Both companies provide cloud infrastructure based upon open source. They could easily be part of a same open-cloud network such as OpenStack. But for now Opsource says it will not join the effort lead by Rackspace. Our guess is Opsource competes to some extent with Rackspace and is looking at other alternatives.

Rackspace, Opsource and almost two dozen other companies are now offering a variety of cloud infrastructures. It's an increasingly crowded market that is due for some consolidation. But for the moment, the market is an example of how companies perceive the opportunities the cloud provides.

Rackspace, as we know, provides public cloud infrastructure. Opsource offers cloud infrastructure to the enterprise, service providers and systems integrators.

Opsource calls its program a partner ecosystem. These partners include integrators, developers, ISVs, cloud platform companies and telecom providers.

Opsource expects 50% of its revenue to come from these partners, and points in particular to telecommunications companies. CEO Treb Ryan:
"The feedback we're getting from the telecoms is that a request for cloud is becoming an increasing part of the RFP's they are seeing from customers. Usually it comes as a request for bundled services (such as managed network, internet access, hosting and cloud.) One of our European telecoms stated they couldn't bid on $2 million a month worth of contracts because one of the requirements was cloud."
Ryan says customers want to work with one company:
"Most likely it's a combination of not wanting to go to separate vendors for separate services (i.e. a colo company for hosting, OpSource for cloud, a telecom for network, and a managed security company for VPN's) they want to get it all from one vendor completely integrated. Secondly, I think many customers have a trusted relationship with their telecom for IT infrastructure services already and they trust them more than a third-party company."
Opsource and Rackspace are two well-established companies in the cloud computing space. But the number of providers in the overall market is beginning to morph.

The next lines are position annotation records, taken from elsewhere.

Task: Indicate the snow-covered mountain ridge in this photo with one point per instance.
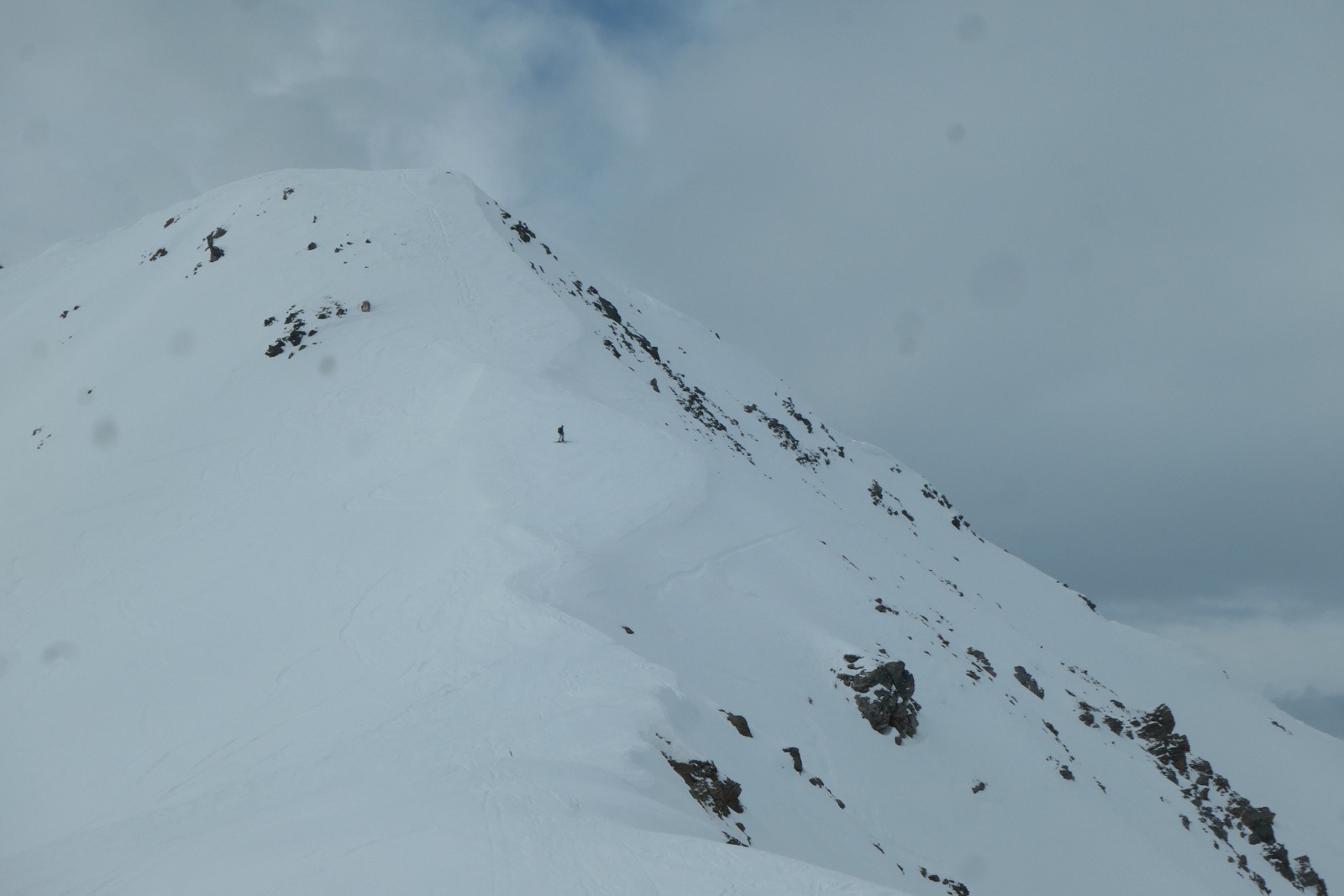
(302, 598)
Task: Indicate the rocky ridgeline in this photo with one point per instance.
(885, 696)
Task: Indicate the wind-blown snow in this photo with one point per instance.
(320, 606)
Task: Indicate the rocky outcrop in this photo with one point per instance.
(1159, 730)
(885, 698)
(702, 778)
(1027, 681)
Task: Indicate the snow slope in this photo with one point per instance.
(302, 600)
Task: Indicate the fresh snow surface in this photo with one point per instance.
(344, 617)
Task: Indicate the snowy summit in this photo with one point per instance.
(302, 590)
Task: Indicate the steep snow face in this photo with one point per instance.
(304, 598)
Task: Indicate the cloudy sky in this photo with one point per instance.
(1079, 264)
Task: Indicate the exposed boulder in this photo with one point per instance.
(885, 698)
(702, 778)
(1027, 681)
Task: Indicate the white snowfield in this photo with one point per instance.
(302, 600)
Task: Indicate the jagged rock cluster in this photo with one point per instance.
(885, 696)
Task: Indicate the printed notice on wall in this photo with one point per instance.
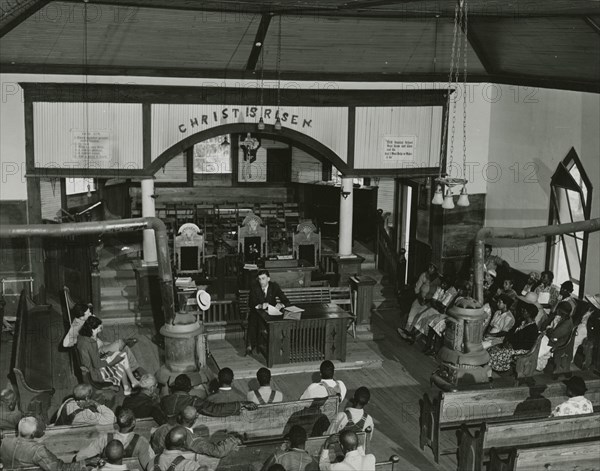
(399, 148)
(91, 146)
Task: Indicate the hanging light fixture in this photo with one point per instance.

John Treadway of Cloud Bzz put together a comprehensive list. He says the market is looking more like a red ocean:
"I hope you'll pardon my dubious take, but I can't possibly understand how most of these will survive. Sure, some will because they are big and others because they are great leaps forward in technology (though I see only a bit of that now). There are three primary markets for stacks: enterprise private clouds, provider public clouds, and public sector clouds. In five years there will probably be at most 5 or 6 companies that matter in the cloud IaaS stack space, and the rest will have gone away or taken different routes to survive and (hopefully) thrive."
Lots of blood in the water. Who's going to get eaten first?